Parametric estimation of probability distributions

Introduction

Parametric models

Introduction

We have some data \(X\). We model it as a function of parameters, \(\theta \).

\(P(X|\theta )=f(\theta )\).

There is a data generating process. We use models to say things about the data generating process.

Parameters

Parameters could be arguments to some function, or moments.

Distributions of \(\theta \)

We can create a distribution of \(\theta \):

\(P(\theta | X)\).

So to create a model for the data we need:

  • A model - \(P\)

  • Parameters for the model - \(\theta \)

There are therefore two questions: how to select a model and, given a model, how to select parameters.

Likelihood functions

Likelihood function

Likelihood function

We want to estimate parameters. One way of looking into this is to look at the likelihood function:

\(L(\theta ; X)=P(X|\theta )\)

The likelihood function shows the chance of the observed data being generated, given specific parameters.

If this has high peaks then it provides information that \(\theta \) is located in this region.

IID

For multiple events, the likelihood function is:

\(L(\theta ; X)=P(X|\theta )\)

\(L(\theta ; X)=P(A_1 \land B_2 \land C_3 \land D_4…|\theta )\)

If the events are independent, that is the chance of a flip doesn’t depend on any other outcomes, then:

\(L(\theta ; X)=P(A_1|\theta ).P(B_2|\theta ).P(C_3|\theta ).P(D_4|\theta )...\)
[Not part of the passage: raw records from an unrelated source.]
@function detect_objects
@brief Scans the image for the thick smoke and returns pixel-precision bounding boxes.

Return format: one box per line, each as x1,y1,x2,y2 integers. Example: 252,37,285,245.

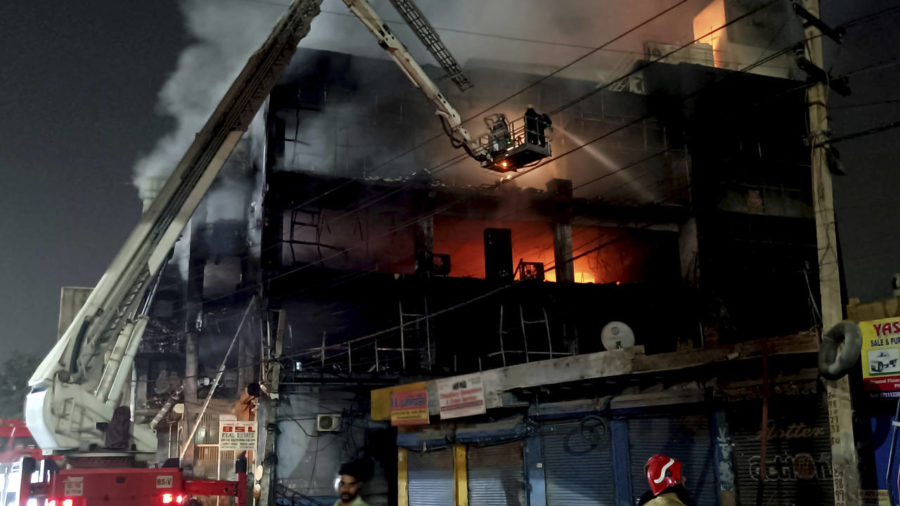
135,0,796,198
134,0,280,196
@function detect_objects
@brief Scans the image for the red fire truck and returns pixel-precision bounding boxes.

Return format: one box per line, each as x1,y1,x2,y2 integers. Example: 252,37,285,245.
11,457,247,506
0,418,41,464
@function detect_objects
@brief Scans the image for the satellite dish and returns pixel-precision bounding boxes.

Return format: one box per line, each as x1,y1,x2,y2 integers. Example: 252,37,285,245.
600,322,634,351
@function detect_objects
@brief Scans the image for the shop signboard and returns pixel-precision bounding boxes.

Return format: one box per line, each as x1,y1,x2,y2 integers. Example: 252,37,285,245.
219,420,256,452
859,318,900,397
391,388,428,426
437,373,486,420
727,395,834,506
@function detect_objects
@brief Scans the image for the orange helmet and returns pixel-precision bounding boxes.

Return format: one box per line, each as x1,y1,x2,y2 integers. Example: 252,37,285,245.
644,455,681,495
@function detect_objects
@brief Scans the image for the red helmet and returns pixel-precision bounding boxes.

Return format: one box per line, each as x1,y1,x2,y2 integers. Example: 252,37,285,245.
644,455,681,495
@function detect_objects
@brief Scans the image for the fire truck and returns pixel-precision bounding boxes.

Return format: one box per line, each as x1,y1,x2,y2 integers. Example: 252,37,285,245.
0,418,41,464
12,0,550,506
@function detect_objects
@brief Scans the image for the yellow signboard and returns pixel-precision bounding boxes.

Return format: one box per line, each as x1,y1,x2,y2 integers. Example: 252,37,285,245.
859,318,900,397
371,381,428,420
391,388,428,426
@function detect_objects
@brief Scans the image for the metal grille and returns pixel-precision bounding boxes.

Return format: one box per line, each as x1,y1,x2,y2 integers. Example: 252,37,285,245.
407,450,454,506
541,417,616,506
728,396,834,506
628,414,719,505
466,441,527,506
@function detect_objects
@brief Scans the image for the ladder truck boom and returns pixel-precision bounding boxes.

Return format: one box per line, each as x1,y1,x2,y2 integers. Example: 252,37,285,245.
25,0,550,462
25,0,322,452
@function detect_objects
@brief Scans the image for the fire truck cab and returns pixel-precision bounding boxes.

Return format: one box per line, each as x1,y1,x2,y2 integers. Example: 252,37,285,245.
0,418,41,464
14,457,247,506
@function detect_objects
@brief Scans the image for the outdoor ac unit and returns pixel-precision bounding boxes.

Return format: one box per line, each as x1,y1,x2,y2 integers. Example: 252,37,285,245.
316,414,341,432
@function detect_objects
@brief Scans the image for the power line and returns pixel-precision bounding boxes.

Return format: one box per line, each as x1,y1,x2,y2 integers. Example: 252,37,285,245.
146,1,806,320
100,0,880,384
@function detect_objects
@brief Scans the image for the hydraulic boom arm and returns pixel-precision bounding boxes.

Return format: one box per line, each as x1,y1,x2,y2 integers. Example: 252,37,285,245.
25,0,322,452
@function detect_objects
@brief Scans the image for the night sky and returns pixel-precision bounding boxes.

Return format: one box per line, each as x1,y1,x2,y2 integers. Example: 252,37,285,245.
0,0,900,357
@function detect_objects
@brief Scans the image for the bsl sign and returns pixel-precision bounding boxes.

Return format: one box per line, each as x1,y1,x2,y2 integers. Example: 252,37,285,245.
219,420,256,452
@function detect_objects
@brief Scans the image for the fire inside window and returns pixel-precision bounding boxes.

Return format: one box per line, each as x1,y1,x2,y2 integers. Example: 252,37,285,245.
484,106,552,172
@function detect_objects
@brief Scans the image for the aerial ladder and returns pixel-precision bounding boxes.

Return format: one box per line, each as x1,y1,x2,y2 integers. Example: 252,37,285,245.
20,0,550,506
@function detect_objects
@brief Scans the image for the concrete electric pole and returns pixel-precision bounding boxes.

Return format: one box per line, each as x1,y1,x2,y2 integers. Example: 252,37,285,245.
802,0,860,506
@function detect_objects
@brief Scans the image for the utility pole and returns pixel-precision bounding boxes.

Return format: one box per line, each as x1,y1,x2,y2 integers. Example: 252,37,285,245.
802,0,860,506
254,309,287,506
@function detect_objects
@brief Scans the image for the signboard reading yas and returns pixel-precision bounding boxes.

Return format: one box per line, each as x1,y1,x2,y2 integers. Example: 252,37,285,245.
391,389,428,425
859,318,900,397
437,373,486,420
219,420,256,452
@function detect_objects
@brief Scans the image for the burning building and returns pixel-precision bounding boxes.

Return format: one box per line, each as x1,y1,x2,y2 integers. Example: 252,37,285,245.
107,3,831,505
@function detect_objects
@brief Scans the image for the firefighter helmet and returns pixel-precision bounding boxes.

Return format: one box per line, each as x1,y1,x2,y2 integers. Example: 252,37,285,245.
644,455,681,496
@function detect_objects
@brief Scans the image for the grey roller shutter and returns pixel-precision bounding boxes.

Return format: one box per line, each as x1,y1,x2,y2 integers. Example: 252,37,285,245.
728,395,834,506
541,417,616,506
407,449,454,506
628,414,719,506
466,441,527,506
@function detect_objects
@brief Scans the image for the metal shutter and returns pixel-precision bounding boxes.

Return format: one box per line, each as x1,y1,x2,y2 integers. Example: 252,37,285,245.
628,415,719,505
541,417,616,506
466,441,528,506
407,450,454,506
727,395,834,506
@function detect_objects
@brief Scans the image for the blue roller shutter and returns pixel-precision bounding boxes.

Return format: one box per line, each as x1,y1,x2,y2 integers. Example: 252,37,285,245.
407,449,454,506
628,414,719,506
466,441,527,506
541,417,616,506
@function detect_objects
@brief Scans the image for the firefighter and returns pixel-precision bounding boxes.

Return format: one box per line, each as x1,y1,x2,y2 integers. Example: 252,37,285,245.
638,455,694,506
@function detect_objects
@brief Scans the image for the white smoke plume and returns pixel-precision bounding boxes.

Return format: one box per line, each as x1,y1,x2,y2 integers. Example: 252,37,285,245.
134,0,792,197
134,0,281,196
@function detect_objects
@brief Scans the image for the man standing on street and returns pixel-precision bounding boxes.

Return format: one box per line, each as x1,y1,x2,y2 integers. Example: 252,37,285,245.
334,460,372,506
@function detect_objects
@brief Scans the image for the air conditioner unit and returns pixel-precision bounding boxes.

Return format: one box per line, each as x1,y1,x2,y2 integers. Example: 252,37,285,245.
316,414,341,432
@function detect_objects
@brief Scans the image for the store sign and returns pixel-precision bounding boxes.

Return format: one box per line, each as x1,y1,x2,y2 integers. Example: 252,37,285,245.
728,395,835,506
859,318,900,397
219,420,256,452
391,389,428,426
437,373,486,420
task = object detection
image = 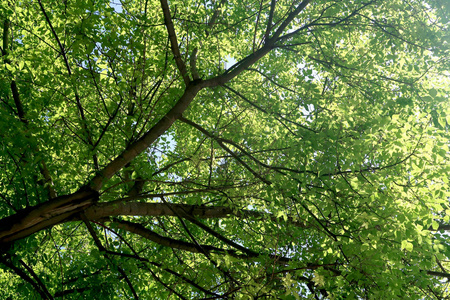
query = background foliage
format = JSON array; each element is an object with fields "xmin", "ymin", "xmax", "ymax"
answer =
[{"xmin": 0, "ymin": 0, "xmax": 450, "ymax": 299}]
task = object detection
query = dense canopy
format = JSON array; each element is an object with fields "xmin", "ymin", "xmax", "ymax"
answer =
[{"xmin": 0, "ymin": 0, "xmax": 450, "ymax": 299}]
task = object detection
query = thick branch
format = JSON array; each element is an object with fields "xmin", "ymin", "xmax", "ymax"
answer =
[
  {"xmin": 91, "ymin": 81, "xmax": 204, "ymax": 191},
  {"xmin": 160, "ymin": 0, "xmax": 191, "ymax": 86},
  {"xmin": 0, "ymin": 189, "xmax": 98, "ymax": 245}
]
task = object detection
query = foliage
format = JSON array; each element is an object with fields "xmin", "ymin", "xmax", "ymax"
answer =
[{"xmin": 0, "ymin": 0, "xmax": 450, "ymax": 299}]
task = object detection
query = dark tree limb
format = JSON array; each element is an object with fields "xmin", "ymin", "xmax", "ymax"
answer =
[{"xmin": 160, "ymin": 0, "xmax": 191, "ymax": 86}]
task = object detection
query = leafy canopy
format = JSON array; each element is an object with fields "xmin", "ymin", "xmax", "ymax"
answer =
[{"xmin": 0, "ymin": 0, "xmax": 450, "ymax": 299}]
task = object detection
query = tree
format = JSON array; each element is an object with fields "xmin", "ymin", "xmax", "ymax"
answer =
[{"xmin": 0, "ymin": 0, "xmax": 450, "ymax": 299}]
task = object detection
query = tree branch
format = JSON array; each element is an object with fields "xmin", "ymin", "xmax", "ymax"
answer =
[
  {"xmin": 90, "ymin": 81, "xmax": 204, "ymax": 191},
  {"xmin": 179, "ymin": 117, "xmax": 272, "ymax": 185},
  {"xmin": 160, "ymin": 0, "xmax": 191, "ymax": 86}
]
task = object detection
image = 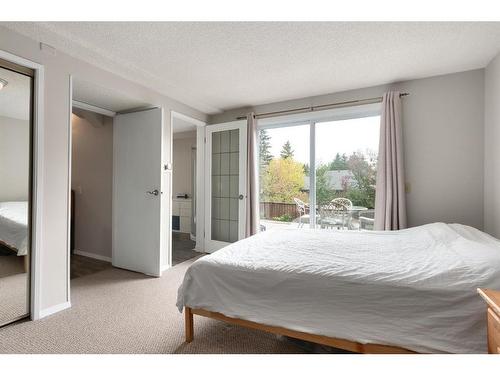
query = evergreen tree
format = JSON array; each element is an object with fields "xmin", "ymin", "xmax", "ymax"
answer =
[
  {"xmin": 259, "ymin": 129, "xmax": 273, "ymax": 168},
  {"xmin": 328, "ymin": 152, "xmax": 349, "ymax": 171},
  {"xmin": 280, "ymin": 141, "xmax": 294, "ymax": 159}
]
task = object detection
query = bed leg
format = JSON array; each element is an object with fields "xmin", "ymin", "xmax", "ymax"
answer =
[{"xmin": 184, "ymin": 306, "xmax": 194, "ymax": 342}]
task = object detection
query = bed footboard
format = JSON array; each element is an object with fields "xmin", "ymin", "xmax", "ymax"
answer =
[{"xmin": 184, "ymin": 306, "xmax": 415, "ymax": 354}]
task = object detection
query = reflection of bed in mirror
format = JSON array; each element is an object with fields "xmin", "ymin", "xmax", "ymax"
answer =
[
  {"xmin": 0, "ymin": 59, "xmax": 33, "ymax": 327},
  {"xmin": 0, "ymin": 201, "xmax": 29, "ymax": 272},
  {"xmin": 0, "ymin": 201, "xmax": 29, "ymax": 325}
]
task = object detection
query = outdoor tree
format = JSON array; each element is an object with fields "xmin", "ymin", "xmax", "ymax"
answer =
[
  {"xmin": 328, "ymin": 152, "xmax": 349, "ymax": 171},
  {"xmin": 261, "ymin": 157, "xmax": 305, "ymax": 203},
  {"xmin": 347, "ymin": 152, "xmax": 377, "ymax": 208},
  {"xmin": 259, "ymin": 129, "xmax": 273, "ymax": 168},
  {"xmin": 280, "ymin": 141, "xmax": 294, "ymax": 159},
  {"xmin": 316, "ymin": 164, "xmax": 336, "ymax": 205}
]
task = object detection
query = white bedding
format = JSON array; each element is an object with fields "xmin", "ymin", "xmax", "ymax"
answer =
[
  {"xmin": 177, "ymin": 223, "xmax": 500, "ymax": 353},
  {"xmin": 0, "ymin": 202, "xmax": 28, "ymax": 256}
]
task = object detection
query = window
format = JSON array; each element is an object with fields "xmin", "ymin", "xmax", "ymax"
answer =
[{"xmin": 259, "ymin": 109, "xmax": 380, "ymax": 230}]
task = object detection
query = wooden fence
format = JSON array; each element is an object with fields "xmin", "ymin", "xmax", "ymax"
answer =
[{"xmin": 260, "ymin": 202, "xmax": 299, "ymax": 219}]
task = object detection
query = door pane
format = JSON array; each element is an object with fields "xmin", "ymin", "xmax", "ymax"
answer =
[
  {"xmin": 211, "ymin": 129, "xmax": 240, "ymax": 242},
  {"xmin": 0, "ymin": 64, "xmax": 32, "ymax": 326},
  {"xmin": 259, "ymin": 124, "xmax": 310, "ymax": 230},
  {"xmin": 315, "ymin": 116, "xmax": 380, "ymax": 230}
]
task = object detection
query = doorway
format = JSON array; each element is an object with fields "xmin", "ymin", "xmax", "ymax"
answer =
[
  {"xmin": 69, "ymin": 77, "xmax": 168, "ymax": 278},
  {"xmin": 171, "ymin": 112, "xmax": 204, "ymax": 266}
]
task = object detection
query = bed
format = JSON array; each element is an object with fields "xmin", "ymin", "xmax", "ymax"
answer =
[
  {"xmin": 0, "ymin": 201, "xmax": 28, "ymax": 256},
  {"xmin": 177, "ymin": 223, "xmax": 500, "ymax": 353}
]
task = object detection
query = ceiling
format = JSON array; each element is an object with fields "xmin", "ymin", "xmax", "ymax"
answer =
[
  {"xmin": 0, "ymin": 68, "xmax": 31, "ymax": 120},
  {"xmin": 172, "ymin": 117, "xmax": 196, "ymax": 133},
  {"xmin": 3, "ymin": 22, "xmax": 500, "ymax": 113},
  {"xmin": 72, "ymin": 78, "xmax": 151, "ymax": 112}
]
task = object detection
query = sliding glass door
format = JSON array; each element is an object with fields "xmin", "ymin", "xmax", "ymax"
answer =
[
  {"xmin": 0, "ymin": 60, "xmax": 33, "ymax": 326},
  {"xmin": 259, "ymin": 111, "xmax": 380, "ymax": 230},
  {"xmin": 259, "ymin": 123, "xmax": 311, "ymax": 230},
  {"xmin": 313, "ymin": 116, "xmax": 380, "ymax": 230}
]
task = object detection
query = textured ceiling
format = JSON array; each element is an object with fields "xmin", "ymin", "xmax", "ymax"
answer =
[
  {"xmin": 173, "ymin": 118, "xmax": 196, "ymax": 133},
  {"xmin": 3, "ymin": 22, "xmax": 500, "ymax": 113},
  {"xmin": 0, "ymin": 68, "xmax": 31, "ymax": 120},
  {"xmin": 73, "ymin": 78, "xmax": 151, "ymax": 112}
]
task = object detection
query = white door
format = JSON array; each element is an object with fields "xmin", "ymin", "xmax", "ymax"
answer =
[
  {"xmin": 112, "ymin": 108, "xmax": 163, "ymax": 276},
  {"xmin": 205, "ymin": 121, "xmax": 247, "ymax": 253}
]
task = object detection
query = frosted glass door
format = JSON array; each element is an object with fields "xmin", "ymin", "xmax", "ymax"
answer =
[{"xmin": 205, "ymin": 122, "xmax": 246, "ymax": 252}]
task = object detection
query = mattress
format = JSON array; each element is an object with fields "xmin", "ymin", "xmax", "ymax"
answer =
[
  {"xmin": 0, "ymin": 202, "xmax": 28, "ymax": 256},
  {"xmin": 177, "ymin": 223, "xmax": 500, "ymax": 353}
]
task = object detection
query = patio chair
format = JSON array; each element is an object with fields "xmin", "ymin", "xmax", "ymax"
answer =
[
  {"xmin": 320, "ymin": 198, "xmax": 352, "ymax": 229},
  {"xmin": 359, "ymin": 210, "xmax": 375, "ymax": 230},
  {"xmin": 293, "ymin": 198, "xmax": 309, "ymax": 228}
]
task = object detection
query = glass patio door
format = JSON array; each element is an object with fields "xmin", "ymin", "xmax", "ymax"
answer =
[{"xmin": 205, "ymin": 121, "xmax": 247, "ymax": 253}]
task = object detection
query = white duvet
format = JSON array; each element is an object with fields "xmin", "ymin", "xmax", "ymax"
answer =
[
  {"xmin": 0, "ymin": 202, "xmax": 28, "ymax": 256},
  {"xmin": 177, "ymin": 223, "xmax": 500, "ymax": 353}
]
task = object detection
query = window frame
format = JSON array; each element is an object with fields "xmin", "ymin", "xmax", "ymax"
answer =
[{"xmin": 257, "ymin": 103, "xmax": 382, "ymax": 228}]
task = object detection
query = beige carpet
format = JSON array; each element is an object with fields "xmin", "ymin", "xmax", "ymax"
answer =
[
  {"xmin": 0, "ymin": 273, "xmax": 29, "ymax": 328},
  {"xmin": 0, "ymin": 261, "xmax": 302, "ymax": 353}
]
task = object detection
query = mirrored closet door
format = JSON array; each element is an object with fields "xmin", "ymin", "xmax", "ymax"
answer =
[{"xmin": 0, "ymin": 60, "xmax": 33, "ymax": 326}]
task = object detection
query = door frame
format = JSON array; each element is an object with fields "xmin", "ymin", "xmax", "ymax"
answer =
[
  {"xmin": 169, "ymin": 110, "xmax": 207, "ymax": 271},
  {"xmin": 0, "ymin": 50, "xmax": 45, "ymax": 320},
  {"xmin": 111, "ymin": 106, "xmax": 166, "ymax": 277},
  {"xmin": 203, "ymin": 120, "xmax": 247, "ymax": 253}
]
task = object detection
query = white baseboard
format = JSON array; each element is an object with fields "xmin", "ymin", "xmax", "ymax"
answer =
[
  {"xmin": 74, "ymin": 250, "xmax": 111, "ymax": 263},
  {"xmin": 38, "ymin": 301, "xmax": 71, "ymax": 319}
]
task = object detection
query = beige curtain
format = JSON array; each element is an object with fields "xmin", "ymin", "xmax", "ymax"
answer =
[
  {"xmin": 374, "ymin": 91, "xmax": 406, "ymax": 230},
  {"xmin": 245, "ymin": 113, "xmax": 259, "ymax": 237}
]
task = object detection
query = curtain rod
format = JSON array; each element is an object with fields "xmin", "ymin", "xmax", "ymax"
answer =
[{"xmin": 236, "ymin": 92, "xmax": 410, "ymax": 120}]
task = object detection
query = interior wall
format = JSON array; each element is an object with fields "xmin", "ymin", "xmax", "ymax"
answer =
[
  {"xmin": 172, "ymin": 131, "xmax": 196, "ymax": 198},
  {"xmin": 0, "ymin": 26, "xmax": 207, "ymax": 314},
  {"xmin": 209, "ymin": 69, "xmax": 484, "ymax": 229},
  {"xmin": 484, "ymin": 54, "xmax": 500, "ymax": 238},
  {"xmin": 0, "ymin": 116, "xmax": 30, "ymax": 202},
  {"xmin": 71, "ymin": 108, "xmax": 113, "ymax": 261}
]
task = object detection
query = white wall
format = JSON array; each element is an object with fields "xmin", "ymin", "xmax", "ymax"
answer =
[
  {"xmin": 71, "ymin": 109, "xmax": 113, "ymax": 259},
  {"xmin": 210, "ymin": 69, "xmax": 484, "ymax": 229},
  {"xmin": 0, "ymin": 116, "xmax": 30, "ymax": 202},
  {"xmin": 484, "ymin": 54, "xmax": 500, "ymax": 238},
  {"xmin": 172, "ymin": 132, "xmax": 196, "ymax": 198},
  {"xmin": 0, "ymin": 26, "xmax": 206, "ymax": 311}
]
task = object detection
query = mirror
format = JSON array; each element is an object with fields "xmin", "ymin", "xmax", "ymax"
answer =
[{"xmin": 0, "ymin": 60, "xmax": 33, "ymax": 326}]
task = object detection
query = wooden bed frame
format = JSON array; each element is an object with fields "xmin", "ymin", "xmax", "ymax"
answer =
[{"xmin": 184, "ymin": 306, "xmax": 416, "ymax": 354}]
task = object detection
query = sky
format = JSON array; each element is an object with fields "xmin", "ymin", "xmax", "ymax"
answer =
[{"xmin": 267, "ymin": 116, "xmax": 380, "ymax": 165}]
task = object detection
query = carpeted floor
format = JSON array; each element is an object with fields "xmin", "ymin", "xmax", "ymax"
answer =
[
  {"xmin": 70, "ymin": 254, "xmax": 112, "ymax": 279},
  {"xmin": 0, "ymin": 253, "xmax": 29, "ymax": 325},
  {"xmin": 0, "ymin": 260, "xmax": 303, "ymax": 353}
]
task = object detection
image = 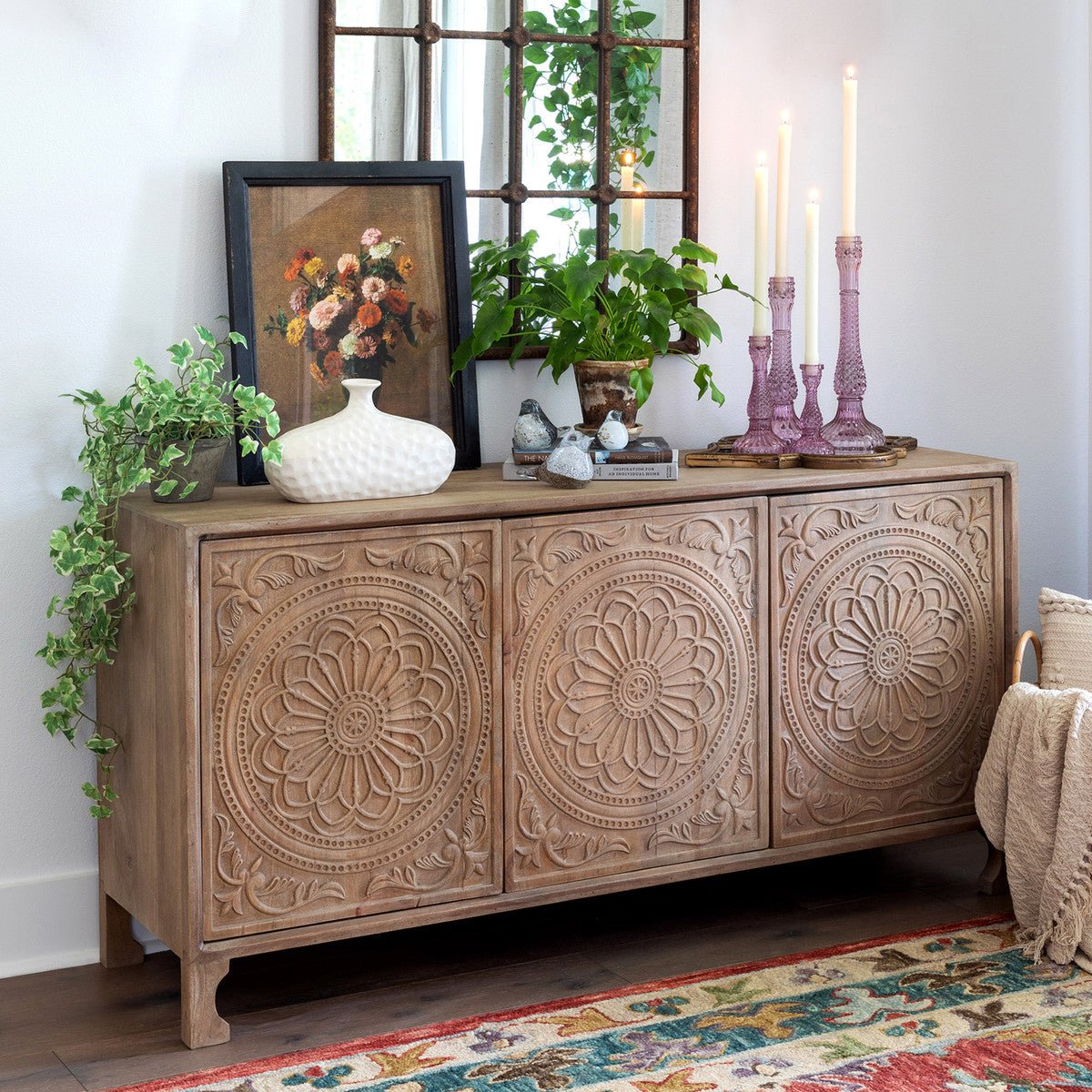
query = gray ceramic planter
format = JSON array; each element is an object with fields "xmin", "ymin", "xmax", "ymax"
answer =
[{"xmin": 149, "ymin": 436, "xmax": 231, "ymax": 504}]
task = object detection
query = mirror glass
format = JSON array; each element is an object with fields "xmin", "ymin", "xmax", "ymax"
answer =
[{"xmin": 320, "ymin": 0, "xmax": 697, "ymax": 262}]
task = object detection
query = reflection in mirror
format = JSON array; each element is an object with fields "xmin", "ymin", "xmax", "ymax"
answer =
[
  {"xmin": 320, "ymin": 0, "xmax": 698, "ymax": 281},
  {"xmin": 338, "ymin": 0, "xmax": 419, "ymax": 28}
]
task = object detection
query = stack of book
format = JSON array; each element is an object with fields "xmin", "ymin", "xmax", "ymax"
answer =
[{"xmin": 503, "ymin": 436, "xmax": 679, "ymax": 481}]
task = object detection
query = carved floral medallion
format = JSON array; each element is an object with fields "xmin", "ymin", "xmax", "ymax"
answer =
[
  {"xmin": 509, "ymin": 506, "xmax": 764, "ymax": 886},
  {"xmin": 542, "ymin": 582, "xmax": 730, "ymax": 797},
  {"xmin": 775, "ymin": 485, "xmax": 1001, "ymax": 844},
  {"xmin": 205, "ymin": 536, "xmax": 492, "ymax": 905},
  {"xmin": 812, "ymin": 558, "xmax": 974, "ymax": 758},
  {"xmin": 249, "ymin": 608, "xmax": 460, "ymax": 837}
]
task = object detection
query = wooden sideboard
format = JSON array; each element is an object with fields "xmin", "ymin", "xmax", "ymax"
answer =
[{"xmin": 98, "ymin": 450, "xmax": 1016, "ymax": 1046}]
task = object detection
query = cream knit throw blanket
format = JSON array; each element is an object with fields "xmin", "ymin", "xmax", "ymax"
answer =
[{"xmin": 974, "ymin": 682, "xmax": 1092, "ymax": 970}]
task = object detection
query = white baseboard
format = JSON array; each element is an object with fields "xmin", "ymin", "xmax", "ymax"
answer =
[{"xmin": 0, "ymin": 868, "xmax": 163, "ymax": 978}]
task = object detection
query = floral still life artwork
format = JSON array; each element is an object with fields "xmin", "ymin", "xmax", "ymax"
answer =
[
  {"xmin": 262, "ymin": 226, "xmax": 439, "ymax": 391},
  {"xmin": 250, "ymin": 186, "xmax": 452, "ymax": 431},
  {"xmin": 224, "ymin": 162, "xmax": 480, "ymax": 485}
]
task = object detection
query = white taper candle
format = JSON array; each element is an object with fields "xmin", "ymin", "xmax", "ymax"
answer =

If the events are identically distributed, the chance of flipping a head doesn’t change across flips (for example the heads side doesn’t get heavier over time) then:

\(L(\theta ; X)=P(A|\theta ).P(B|\theta ).P(C|\theta ).P(D|\theta )...\)

\(L(\theta ; X)=\prod_{i=1}^n P(X_i|\theta )\)

Log-likelihood function

\(L(\theta ; X)=\prod_{i=1}^n P(X_i|\theta )\)

\(\ln L(\theta ; X)=\ln \prod_{i=1}^n P(X_i|\theta )\)

\(l(\theta ; X)=\sum_{i=1}^n \ln P(X_i|\theta )\)

Score

Recap: Log-likelihood

The log-likelihood for IID data is:

\(l(\theta ; X)=\sum_{i=1}^n \ln P(X_i|\theta )\)

The score

The score is defined as the differential of the log-likelihood function with respect to \(\theta \).

\(V(\theta, X)=\dfrac{\delta }{\delta \theta }l(\theta ; X) \)

\(V(\theta, X)=\dfrac{1 }{\prod_{i=1}^nP(X_i|\theta )}\dfrac{\delta }{\delta \theta}L(\theta; X) \)

Expectation of the score

The expectation of the score, given the true value of \(\theta \) is:

\(E[V(X|\theta)]=\int V(X|\theta) dX\)

\(E[V(X|\theta)]=E[\dfrac{1 }{\prod_{i=1}^nP(X_i|\theta )}\dfrac{\delta }{\delta \theta}L(\theta; X) ]\)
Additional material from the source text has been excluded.